Christina L. Diller, M.D., from Emory University in Atlanta, and colleagues retrospectively reviewed screening results from 77,148 term newborns without a known CCHD diagnosis at a tertiary birth hospital. The infants were screened using the American Academy of Pediatrics CCHD newborn screening algorithm. In addition, the authors modeled the results of a modified screening algorithm that used a single repeat pulse oximetry test instead of two.

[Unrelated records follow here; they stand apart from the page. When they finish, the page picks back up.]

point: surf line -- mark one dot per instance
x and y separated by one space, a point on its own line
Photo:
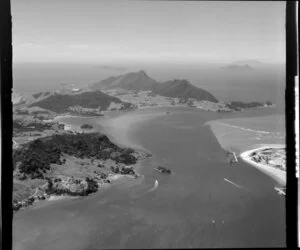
154 187
233 183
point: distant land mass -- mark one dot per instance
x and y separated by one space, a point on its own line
140 81
249 62
238 68
129 91
110 67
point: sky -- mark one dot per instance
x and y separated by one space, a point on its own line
147 31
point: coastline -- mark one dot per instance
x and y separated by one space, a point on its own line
276 174
244 140
117 128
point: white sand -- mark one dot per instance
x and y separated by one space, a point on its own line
277 174
57 197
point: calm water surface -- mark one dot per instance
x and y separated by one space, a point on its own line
193 207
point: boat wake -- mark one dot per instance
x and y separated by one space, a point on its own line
154 187
234 184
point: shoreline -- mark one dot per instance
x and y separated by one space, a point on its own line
245 149
276 174
117 129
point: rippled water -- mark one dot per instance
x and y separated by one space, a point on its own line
192 207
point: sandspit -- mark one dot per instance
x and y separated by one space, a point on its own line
277 174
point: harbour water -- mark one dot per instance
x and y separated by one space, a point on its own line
192 207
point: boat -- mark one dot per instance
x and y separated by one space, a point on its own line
281 191
163 170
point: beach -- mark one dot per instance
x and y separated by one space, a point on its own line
277 174
248 135
194 207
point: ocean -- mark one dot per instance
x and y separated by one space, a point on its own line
194 207
266 82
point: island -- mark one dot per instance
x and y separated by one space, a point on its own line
86 126
65 165
163 170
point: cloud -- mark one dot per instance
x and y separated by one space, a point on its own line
30 46
79 46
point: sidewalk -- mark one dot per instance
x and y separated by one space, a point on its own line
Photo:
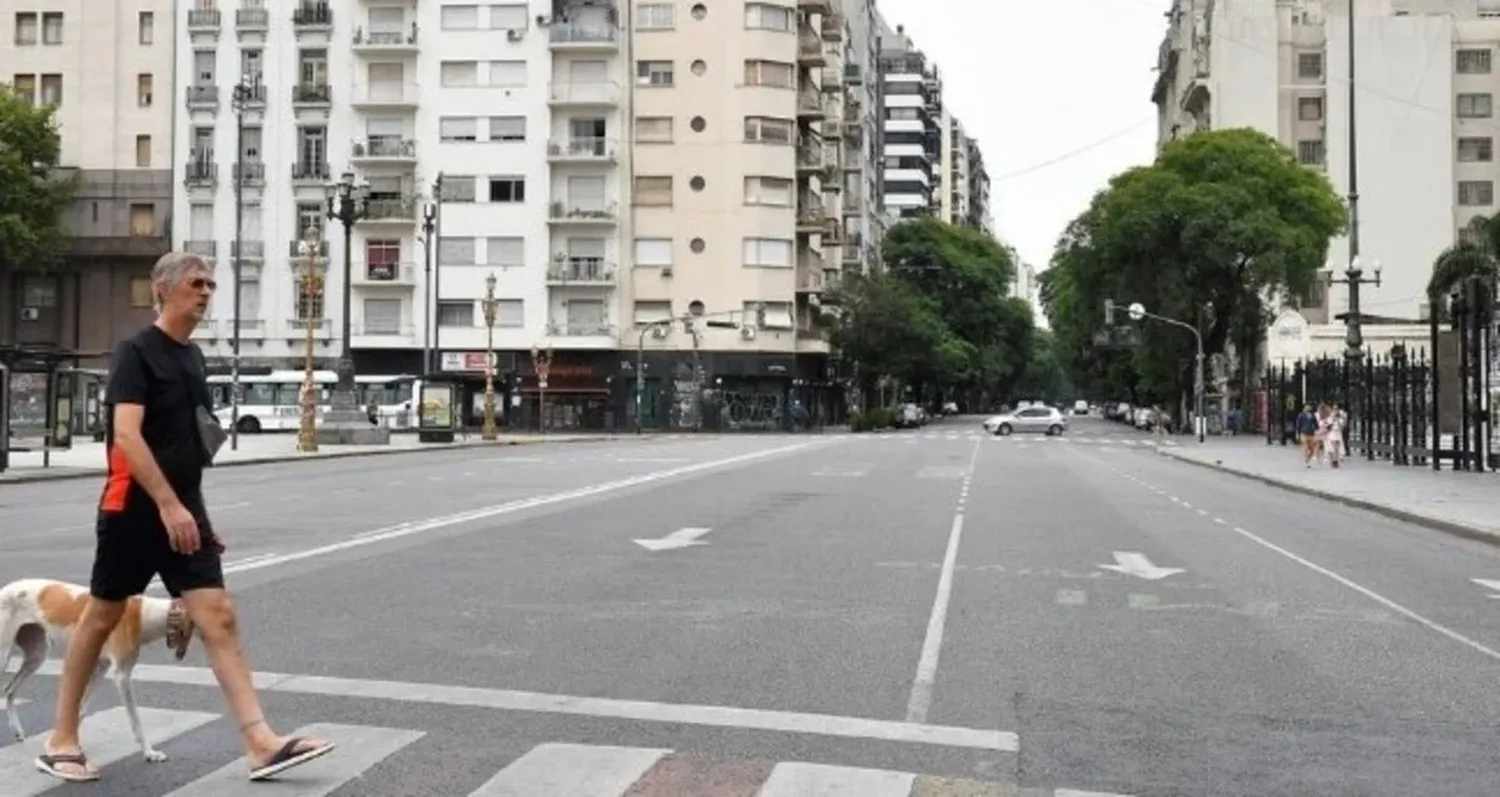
1460 503
87 460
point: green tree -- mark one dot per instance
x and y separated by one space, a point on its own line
32 198
1218 227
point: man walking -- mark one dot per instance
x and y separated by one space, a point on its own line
153 521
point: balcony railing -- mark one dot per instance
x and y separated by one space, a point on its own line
590 270
383 146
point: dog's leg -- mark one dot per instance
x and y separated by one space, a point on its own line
126 686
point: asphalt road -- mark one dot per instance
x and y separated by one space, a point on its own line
489 623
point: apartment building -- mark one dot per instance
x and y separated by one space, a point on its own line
912 128
1424 122
116 135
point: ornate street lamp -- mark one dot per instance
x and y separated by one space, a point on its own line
348 203
542 360
311 317
491 305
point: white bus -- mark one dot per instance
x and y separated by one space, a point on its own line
272 403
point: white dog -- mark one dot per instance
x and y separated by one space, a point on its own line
41 613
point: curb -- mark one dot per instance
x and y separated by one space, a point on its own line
96 473
1449 527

The researchers found that using the current AAP algorithm, 99.96 percent of infants passed screening. Of the infants who failed, 18 had an initial saturation of <90 percent and 16 did not attain a passing pulse oximetry level after three tests. Evaluation showed one true-positive (total anomalous pulmonary venous return), 33 false-positives—of which 31.3 percent had significant non-CCHD disease—and six false-negatives, yielding an overall specificity of 99.96 percent, a sensitivity of 14.3 percent, and a false-positive rate of 0.043 percent. The modified algorithm also had a sensitivity of 14.3 percent, but the false-positive rate increased to 0.054 percent.
“Although CCHD screening in a tertiary care birth hospital may not detect many new cases of CCHD, it can detect other important diseases in newborns,” the authors write.